Jetzt wohn ich in NRW (und hab, da mein bayrischer Fischereischein abgelaufen war) seit Anfang des Jahres einen NRW Fischereischein. Damit hab ich mir auch wieder beim Inhaber des Fischrechts eine Lizenz geholt und darf damit angeln.

Ich war sowohl mit dem bayrischen als auch mit dem NRW Schein schon öfter in der Ostsee.

Ich hab jetzt schon des öfteren vom Sportfischerpaß etc. gehört und kann damit wirklich rein gar nix anfangen. Was hat es damit auf sich? Brauch ich in bestimmten Bundesländern zusätzlich zum stattlichen Fischereischein noch irgendeinen Erlaubniss (den Sportfischerpass)??? Muss ich da für's Fliegenfischen und alle anderen Angelarten eine Eintragung haben??? Mit Kurs??

Ich versteh nur noch Bahnhof! |kopfkrat

Dann noch einen eigenen Schein für Salmonidengewässer und in MC POM einen Küstenschein. Womöglich alle mit Prüfung......|bigeyes

HILFE!!

Gruß

Jan


----------



## Mr. Sprock (16. August 2007)

*AW: Fliegenfischerschein??*

Hi,

Sportfischerpass bekommt man meiner Meinung, wenn man einem Verein beitritt, der in der Gewerkschaft ist.
Du bist dann auch dabei und bekommst an wenigen Gewässern wo du Tageskartenfischer bist auch mal ne Karte billiger.

Fliegenfischerschein ist etwas für Abzocker und welche, die sich abzocken und für dumm verkaufen lassen.
In NRW brauchst du den Quatsch nicht, es soll aber Gegenden in Deutschland geben, wo sich Leute tatsächlich sowas verkaufen lassen und sich ohne den Schein von Gewässern aussperren lassen.

TL


----------



## Janbr (16. August 2007)

*AW: Fliegenfischerschein??*



Thilo (NRW) schrieb:


> Hi,
> 
> Sportfischerpass bekommt man meiner Meinung, wenn man einem Verein beitritt, der in der Gewerkschaft ist.
> Du bist dann auch dabei und bekommst an wenigen Gewässern wo du Tageskartenfischer bist auch mal ne Karte billiger.
> ...


 
Tut mi leid, jetzt bin ich ähnlich schlau wie vorher. Angelvereine die in der Gewerkschaft sind??? Es wird immer verworrener.|bigeyes

Das ich in NRW keinen solchen Sportfischerpass brauche, weiss ich und hab ich ja auch schon geschrieben. Ich hab ja hier einige Jahreskarten und angle mit der Fliege. Aber für was brauch ich das Ding denn??? 

Wer kanns mir erklären. 

Gruß

Jan


----------



## Mr. Sprock (16. August 2007)

*AW: Fliegenfischerschein??*

  Ok, sagen wir: "Vereine die im Verband sind".

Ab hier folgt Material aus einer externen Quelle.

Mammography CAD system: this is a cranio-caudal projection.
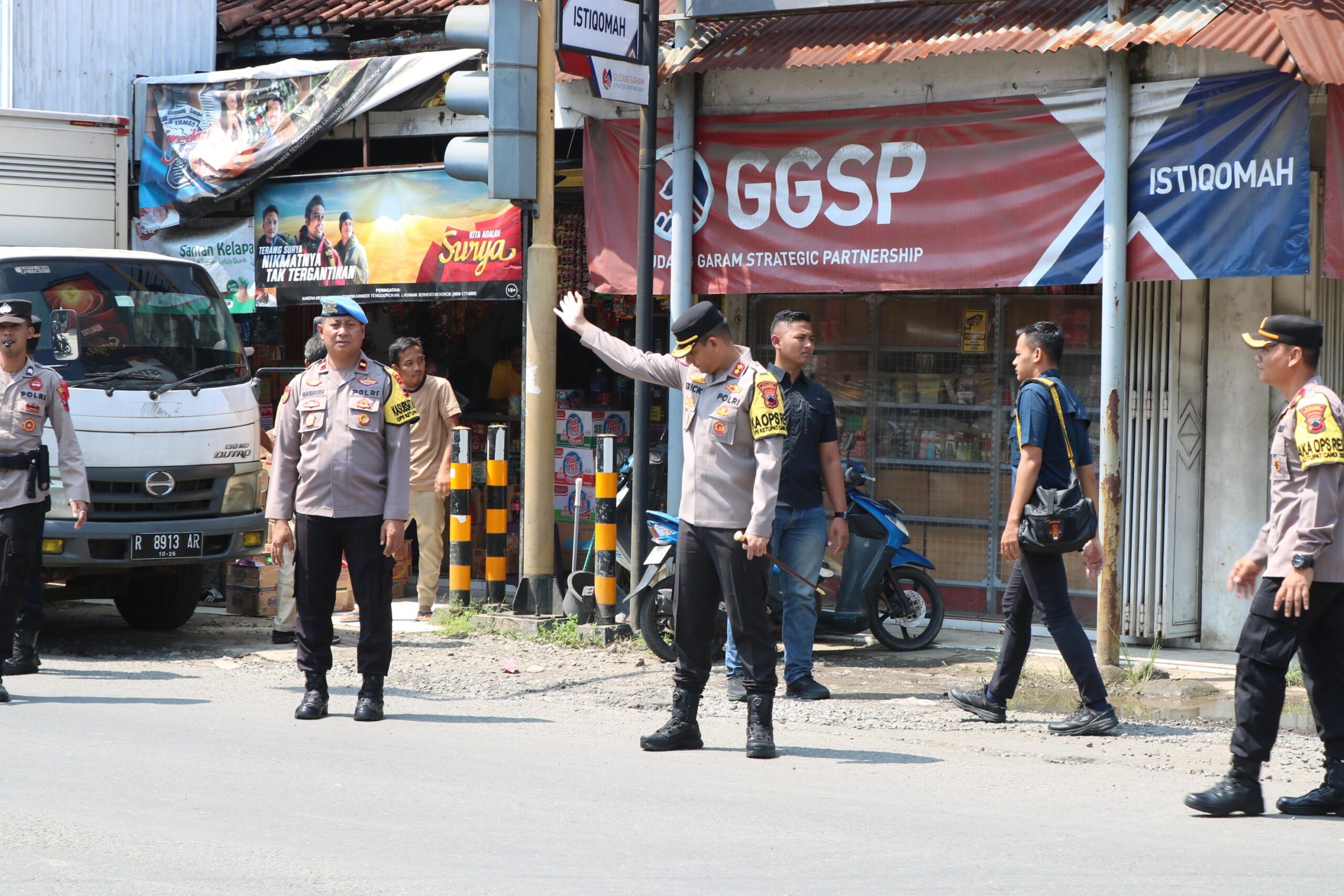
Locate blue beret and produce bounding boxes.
[319,296,368,324]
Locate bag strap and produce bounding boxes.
[1016,376,1078,470]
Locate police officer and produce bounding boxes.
[266,298,419,721]
[0,300,89,702]
[556,293,785,759]
[0,314,46,676]
[1185,314,1344,815]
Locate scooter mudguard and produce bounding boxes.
[891,548,934,570]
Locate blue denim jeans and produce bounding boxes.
[723,504,826,684]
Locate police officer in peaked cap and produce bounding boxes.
[266,297,419,721]
[555,293,785,759]
[1185,314,1344,815]
[0,298,89,702]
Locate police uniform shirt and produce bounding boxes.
[581,326,786,537]
[0,359,89,508]
[1250,376,1344,582]
[266,353,419,520]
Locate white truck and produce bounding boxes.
[0,110,266,630]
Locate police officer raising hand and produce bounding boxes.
[555,293,785,759]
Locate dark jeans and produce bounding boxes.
[0,501,47,666]
[672,523,778,694]
[295,513,393,676]
[989,552,1106,702]
[1233,576,1344,762]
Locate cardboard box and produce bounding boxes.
[225,557,279,588]
[225,584,278,617]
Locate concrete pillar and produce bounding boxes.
[1199,277,1274,650]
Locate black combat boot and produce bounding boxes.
[1185,756,1265,815]
[747,693,774,759]
[355,674,383,721]
[4,631,41,676]
[295,672,327,720]
[1275,759,1344,815]
[640,688,704,751]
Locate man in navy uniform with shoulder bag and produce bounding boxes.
[948,321,1119,735]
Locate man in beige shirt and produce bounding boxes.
[387,336,463,620]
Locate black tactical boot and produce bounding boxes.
[640,688,704,751]
[295,672,327,720]
[1185,756,1265,815]
[4,631,41,676]
[1275,759,1344,815]
[355,674,383,721]
[747,693,775,759]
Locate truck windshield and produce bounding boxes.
[0,258,246,389]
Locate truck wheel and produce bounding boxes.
[116,565,203,631]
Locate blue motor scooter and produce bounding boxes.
[629,445,943,662]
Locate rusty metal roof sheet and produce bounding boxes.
[662,0,1344,83]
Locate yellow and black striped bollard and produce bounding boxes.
[447,426,472,607]
[485,423,508,603]
[594,435,618,625]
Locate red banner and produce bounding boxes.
[1325,86,1344,279]
[585,96,1102,294]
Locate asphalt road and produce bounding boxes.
[8,657,1344,896]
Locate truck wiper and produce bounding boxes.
[70,370,163,395]
[149,364,242,402]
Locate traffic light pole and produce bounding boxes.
[521,0,559,615]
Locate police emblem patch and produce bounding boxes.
[757,380,780,410]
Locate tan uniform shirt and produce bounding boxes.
[582,326,785,539]
[1250,376,1344,582]
[0,359,89,508]
[406,376,463,492]
[266,353,418,520]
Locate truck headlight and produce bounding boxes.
[47,478,75,520]
[219,470,261,513]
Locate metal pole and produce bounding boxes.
[1097,8,1129,666]
[631,0,670,579]
[665,0,695,516]
[596,434,615,626]
[514,0,559,614]
[447,426,472,607]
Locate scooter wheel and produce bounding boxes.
[868,565,943,651]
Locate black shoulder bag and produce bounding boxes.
[1017,376,1097,553]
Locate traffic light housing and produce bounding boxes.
[444,0,539,200]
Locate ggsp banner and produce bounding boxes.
[585,72,1309,294]
[254,168,523,305]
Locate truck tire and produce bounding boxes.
[116,565,203,631]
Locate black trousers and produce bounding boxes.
[295,513,393,676]
[1233,576,1344,762]
[0,501,47,666]
[672,523,778,694]
[989,552,1106,702]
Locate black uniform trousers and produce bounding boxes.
[672,523,778,694]
[989,551,1106,702]
[0,501,47,666]
[1233,576,1344,762]
[295,513,393,676]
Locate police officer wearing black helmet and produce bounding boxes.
[1185,314,1344,815]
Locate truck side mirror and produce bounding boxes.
[51,308,79,361]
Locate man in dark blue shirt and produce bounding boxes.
[723,310,849,700]
[948,321,1119,735]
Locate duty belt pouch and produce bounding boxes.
[1017,376,1097,553]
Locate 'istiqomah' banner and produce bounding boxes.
[255,168,523,305]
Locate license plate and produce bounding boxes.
[130,532,202,560]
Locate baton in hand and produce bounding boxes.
[732,532,826,598]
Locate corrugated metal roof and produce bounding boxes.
[662,0,1344,83]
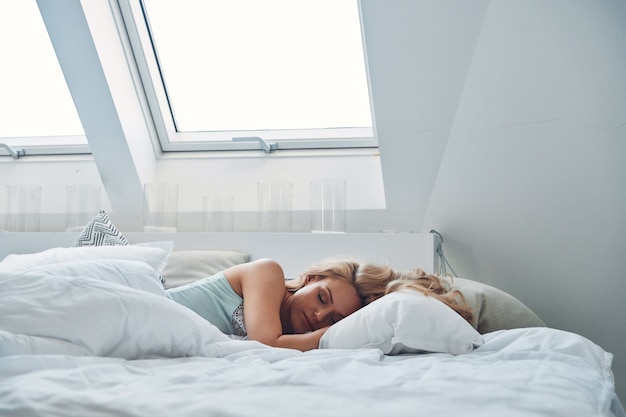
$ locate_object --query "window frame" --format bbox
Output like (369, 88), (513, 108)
(117, 0), (378, 152)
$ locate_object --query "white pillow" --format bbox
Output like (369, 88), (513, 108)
(319, 291), (483, 355)
(0, 273), (230, 359)
(25, 259), (166, 297)
(0, 241), (174, 276)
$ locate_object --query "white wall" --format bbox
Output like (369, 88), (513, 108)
(425, 0), (626, 400)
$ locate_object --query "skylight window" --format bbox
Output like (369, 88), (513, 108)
(0, 0), (87, 144)
(124, 0), (376, 148)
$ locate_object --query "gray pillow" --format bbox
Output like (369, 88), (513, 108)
(163, 250), (250, 289)
(446, 278), (545, 334)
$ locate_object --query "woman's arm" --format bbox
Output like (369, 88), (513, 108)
(224, 259), (326, 351)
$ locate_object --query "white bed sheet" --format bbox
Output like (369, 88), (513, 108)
(0, 328), (623, 417)
(0, 272), (623, 417)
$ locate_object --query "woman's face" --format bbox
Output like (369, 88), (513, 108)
(289, 276), (363, 333)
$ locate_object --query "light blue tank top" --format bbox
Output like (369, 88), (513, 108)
(166, 272), (247, 336)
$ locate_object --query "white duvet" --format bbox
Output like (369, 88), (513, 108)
(0, 273), (623, 417)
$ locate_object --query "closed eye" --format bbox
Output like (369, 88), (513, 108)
(317, 291), (326, 305)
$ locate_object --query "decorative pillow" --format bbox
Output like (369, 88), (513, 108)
(319, 290), (483, 355)
(444, 278), (545, 334)
(0, 242), (174, 276)
(163, 250), (250, 289)
(25, 259), (166, 297)
(74, 210), (128, 247)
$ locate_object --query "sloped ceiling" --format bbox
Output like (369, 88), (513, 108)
(361, 0), (489, 231)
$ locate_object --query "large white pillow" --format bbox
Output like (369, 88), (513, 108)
(0, 241), (174, 276)
(319, 290), (483, 355)
(162, 250), (250, 289)
(0, 273), (231, 359)
(25, 259), (167, 297)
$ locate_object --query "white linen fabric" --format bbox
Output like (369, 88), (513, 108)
(0, 272), (260, 359)
(0, 241), (174, 276)
(319, 290), (483, 354)
(0, 328), (623, 417)
(26, 259), (167, 297)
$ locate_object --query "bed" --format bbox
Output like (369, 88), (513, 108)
(0, 213), (625, 417)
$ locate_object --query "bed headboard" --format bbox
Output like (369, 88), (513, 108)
(0, 232), (439, 277)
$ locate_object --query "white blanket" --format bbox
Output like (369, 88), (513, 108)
(0, 274), (620, 417)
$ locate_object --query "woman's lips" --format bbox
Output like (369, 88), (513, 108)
(302, 313), (313, 332)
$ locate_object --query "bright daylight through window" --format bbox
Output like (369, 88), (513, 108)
(134, 0), (376, 150)
(0, 0), (87, 145)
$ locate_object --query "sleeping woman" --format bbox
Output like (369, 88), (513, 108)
(167, 259), (472, 351)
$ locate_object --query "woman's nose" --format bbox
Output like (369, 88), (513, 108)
(313, 310), (330, 324)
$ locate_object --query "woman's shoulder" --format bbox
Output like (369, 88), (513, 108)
(224, 258), (285, 295)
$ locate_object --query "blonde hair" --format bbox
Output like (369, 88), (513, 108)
(285, 259), (473, 323)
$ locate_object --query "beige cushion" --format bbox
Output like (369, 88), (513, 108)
(162, 250), (250, 289)
(446, 278), (545, 334)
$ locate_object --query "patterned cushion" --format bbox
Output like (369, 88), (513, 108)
(74, 210), (128, 247)
(74, 210), (171, 285)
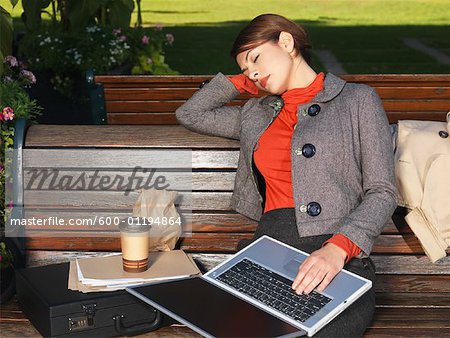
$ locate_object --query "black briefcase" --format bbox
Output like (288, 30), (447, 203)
(16, 263), (175, 337)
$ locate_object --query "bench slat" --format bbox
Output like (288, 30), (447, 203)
(22, 232), (433, 256)
(102, 98), (450, 115)
(24, 172), (236, 191)
(376, 292), (450, 308)
(23, 148), (239, 168)
(104, 83), (450, 101)
(107, 112), (178, 125)
(25, 208), (412, 235)
(25, 125), (239, 150)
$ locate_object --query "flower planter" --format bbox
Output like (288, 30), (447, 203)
(27, 72), (90, 124)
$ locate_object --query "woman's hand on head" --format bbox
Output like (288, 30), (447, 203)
(292, 243), (347, 294)
(227, 74), (259, 95)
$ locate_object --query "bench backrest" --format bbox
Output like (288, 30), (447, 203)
(15, 125), (450, 274)
(88, 73), (450, 125)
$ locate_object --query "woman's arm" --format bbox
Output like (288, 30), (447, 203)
(339, 86), (397, 257)
(175, 72), (246, 140)
(292, 86), (397, 294)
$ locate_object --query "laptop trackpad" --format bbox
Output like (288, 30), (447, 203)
(283, 255), (306, 278)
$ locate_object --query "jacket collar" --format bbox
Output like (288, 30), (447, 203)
(260, 73), (346, 116)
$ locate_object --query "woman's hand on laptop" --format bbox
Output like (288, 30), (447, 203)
(292, 243), (347, 294)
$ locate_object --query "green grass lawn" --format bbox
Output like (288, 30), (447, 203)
(0, 0), (450, 74)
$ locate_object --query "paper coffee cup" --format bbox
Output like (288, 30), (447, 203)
(119, 217), (150, 272)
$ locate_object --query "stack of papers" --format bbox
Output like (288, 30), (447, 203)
(68, 250), (201, 293)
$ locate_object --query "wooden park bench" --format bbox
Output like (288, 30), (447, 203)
(86, 72), (450, 125)
(0, 75), (450, 337)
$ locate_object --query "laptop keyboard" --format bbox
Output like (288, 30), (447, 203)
(217, 259), (331, 322)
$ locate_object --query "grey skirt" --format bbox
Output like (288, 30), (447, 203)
(238, 208), (375, 337)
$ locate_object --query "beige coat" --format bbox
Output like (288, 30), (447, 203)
(395, 112), (450, 262)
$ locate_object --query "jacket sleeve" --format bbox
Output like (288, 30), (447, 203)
(339, 86), (397, 257)
(175, 72), (242, 140)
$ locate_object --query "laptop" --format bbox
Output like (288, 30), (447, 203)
(126, 236), (372, 337)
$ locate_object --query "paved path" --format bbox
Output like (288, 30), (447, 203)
(402, 38), (450, 65)
(314, 49), (347, 75)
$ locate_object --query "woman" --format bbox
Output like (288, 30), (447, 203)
(176, 14), (397, 337)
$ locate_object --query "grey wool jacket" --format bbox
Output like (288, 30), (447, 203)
(176, 72), (397, 257)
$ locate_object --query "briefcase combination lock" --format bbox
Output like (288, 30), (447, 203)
(69, 303), (97, 331)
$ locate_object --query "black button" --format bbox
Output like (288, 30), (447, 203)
(308, 104), (320, 116)
(302, 143), (316, 158)
(199, 80), (209, 88)
(439, 130), (448, 138)
(306, 202), (322, 217)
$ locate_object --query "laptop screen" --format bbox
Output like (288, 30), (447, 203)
(128, 278), (304, 337)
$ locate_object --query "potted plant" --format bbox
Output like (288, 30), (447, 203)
(0, 55), (41, 303)
(14, 0), (178, 124)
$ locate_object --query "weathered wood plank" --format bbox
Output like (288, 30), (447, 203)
(24, 172), (236, 193)
(24, 190), (232, 211)
(22, 234), (424, 255)
(375, 274), (450, 293)
(376, 292), (450, 308)
(106, 112), (179, 125)
(23, 148), (239, 168)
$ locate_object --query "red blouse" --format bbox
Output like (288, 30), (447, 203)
(230, 72), (361, 261)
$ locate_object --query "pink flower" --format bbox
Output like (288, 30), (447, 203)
(4, 55), (19, 67)
(166, 33), (175, 45)
(3, 107), (14, 121)
(20, 70), (36, 84)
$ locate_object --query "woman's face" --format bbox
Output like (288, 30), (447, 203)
(236, 34), (294, 95)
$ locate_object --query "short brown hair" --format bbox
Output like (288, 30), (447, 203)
(230, 14), (312, 66)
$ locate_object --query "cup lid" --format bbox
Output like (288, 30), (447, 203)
(119, 217), (151, 233)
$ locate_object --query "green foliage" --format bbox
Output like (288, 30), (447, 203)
(22, 0), (51, 31)
(0, 56), (41, 224)
(19, 25), (177, 96)
(22, 0), (134, 32)
(0, 6), (13, 76)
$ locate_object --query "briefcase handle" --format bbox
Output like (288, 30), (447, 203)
(113, 310), (163, 336)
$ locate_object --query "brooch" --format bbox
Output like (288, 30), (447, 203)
(269, 98), (284, 116)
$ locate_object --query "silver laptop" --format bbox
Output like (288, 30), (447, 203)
(126, 236), (372, 337)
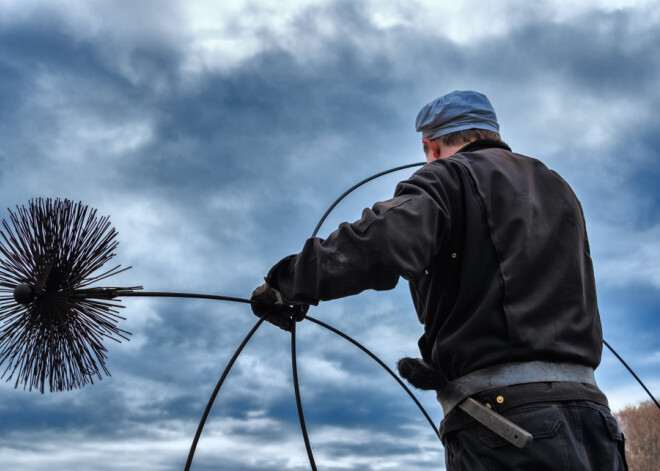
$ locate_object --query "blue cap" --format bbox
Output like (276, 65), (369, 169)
(415, 90), (500, 139)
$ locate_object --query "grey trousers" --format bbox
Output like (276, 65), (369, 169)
(442, 400), (628, 471)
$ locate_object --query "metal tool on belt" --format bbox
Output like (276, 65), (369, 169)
(437, 361), (596, 448)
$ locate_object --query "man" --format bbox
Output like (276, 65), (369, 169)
(253, 91), (626, 471)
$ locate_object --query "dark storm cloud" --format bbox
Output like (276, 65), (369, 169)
(0, 2), (660, 470)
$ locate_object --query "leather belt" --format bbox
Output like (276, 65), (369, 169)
(437, 361), (596, 448)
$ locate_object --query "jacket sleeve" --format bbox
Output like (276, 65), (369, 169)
(267, 167), (450, 305)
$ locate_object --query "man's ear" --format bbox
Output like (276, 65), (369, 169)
(422, 137), (440, 160)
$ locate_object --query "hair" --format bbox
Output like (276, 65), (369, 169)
(438, 129), (504, 146)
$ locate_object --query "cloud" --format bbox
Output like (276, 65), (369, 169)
(0, 0), (660, 471)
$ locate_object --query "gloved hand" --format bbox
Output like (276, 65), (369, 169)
(250, 283), (309, 332)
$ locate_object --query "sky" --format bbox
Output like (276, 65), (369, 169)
(0, 0), (660, 471)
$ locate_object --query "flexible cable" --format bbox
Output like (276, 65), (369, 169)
(603, 339), (660, 409)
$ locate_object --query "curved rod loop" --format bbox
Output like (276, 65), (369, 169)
(312, 162), (426, 237)
(305, 316), (441, 440)
(291, 322), (316, 471)
(603, 339), (660, 409)
(291, 162), (428, 471)
(185, 318), (265, 471)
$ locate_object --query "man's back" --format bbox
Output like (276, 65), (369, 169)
(410, 141), (602, 379)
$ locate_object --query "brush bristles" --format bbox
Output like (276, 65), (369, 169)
(0, 198), (140, 393)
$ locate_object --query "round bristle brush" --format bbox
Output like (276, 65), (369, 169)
(0, 198), (141, 393)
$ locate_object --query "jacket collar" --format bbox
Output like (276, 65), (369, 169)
(457, 139), (511, 153)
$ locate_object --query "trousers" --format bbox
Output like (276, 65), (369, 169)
(442, 400), (628, 471)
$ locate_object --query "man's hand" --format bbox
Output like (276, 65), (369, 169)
(250, 283), (309, 332)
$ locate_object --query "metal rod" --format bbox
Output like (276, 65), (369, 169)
(185, 318), (264, 471)
(291, 322), (316, 471)
(603, 339), (660, 409)
(305, 316), (441, 440)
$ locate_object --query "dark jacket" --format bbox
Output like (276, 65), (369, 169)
(269, 141), (602, 380)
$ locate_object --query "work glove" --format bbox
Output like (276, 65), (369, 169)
(250, 283), (309, 332)
(397, 357), (447, 391)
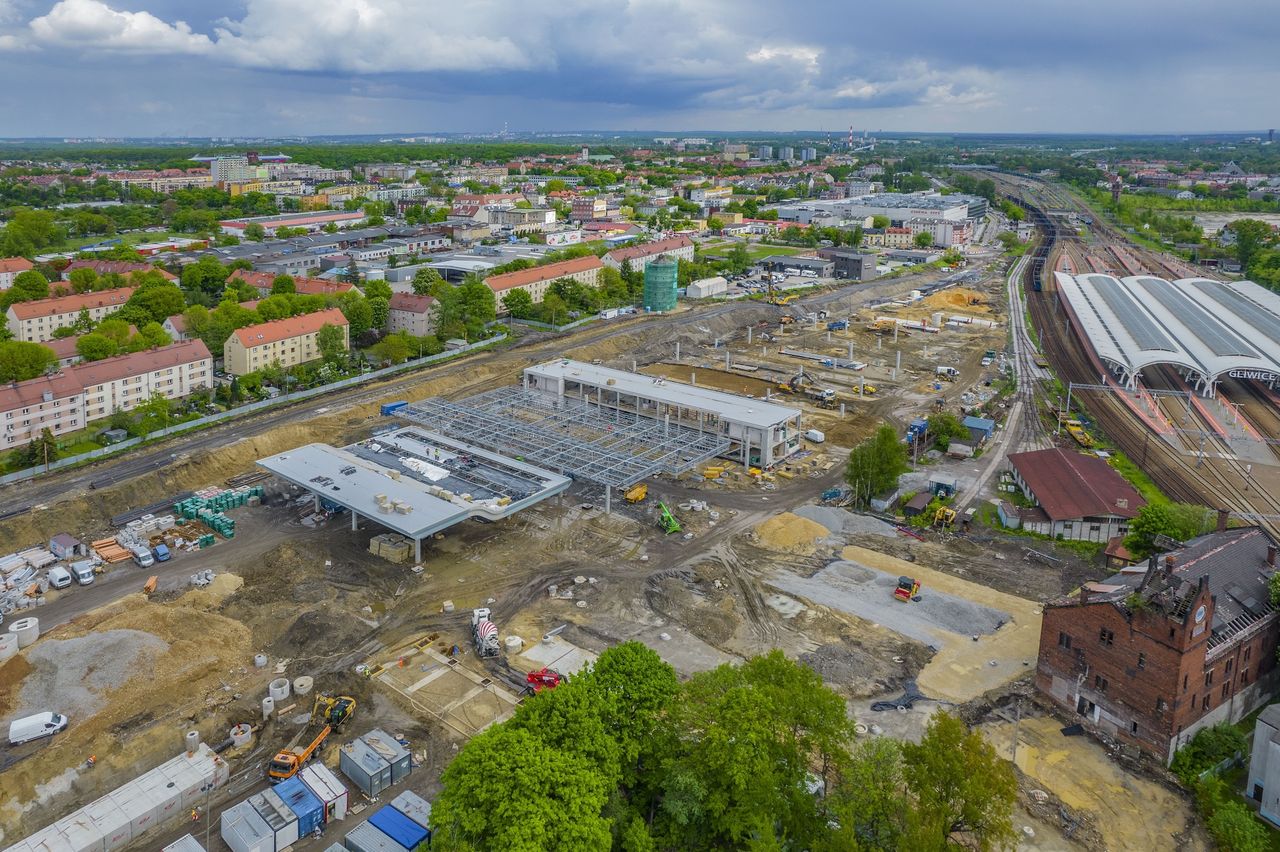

Du bekommst das DING automatisch, wenn du einem Verein betrittst, der dem Verband angeschlossen ist.
Wenn ich falsch liege, sollen die Angelprofis doch bitte für Klärung sorgen.


----------



## Malte (16. August 2007)

*AW: Fliegenfischerschein??*

Stimmt, den Sportfischerpass bekommst du vom Verein ausgehändigt


----------



## Janbr (16. August 2007)

*AW: Fliegenfischerschein??*

OK, also ich trete einem Verein bei, von denen bekomme ich dann den Sportfischerpass. Muss ich nun angeben was für Angelarten ich "kann" und die werden dann eingetragen? Oder muss ich einem Prüfer ein paar Würfe mit der Fliege "vorwerfen"?

Und noch wichtiger, was hab ich von dem Paß?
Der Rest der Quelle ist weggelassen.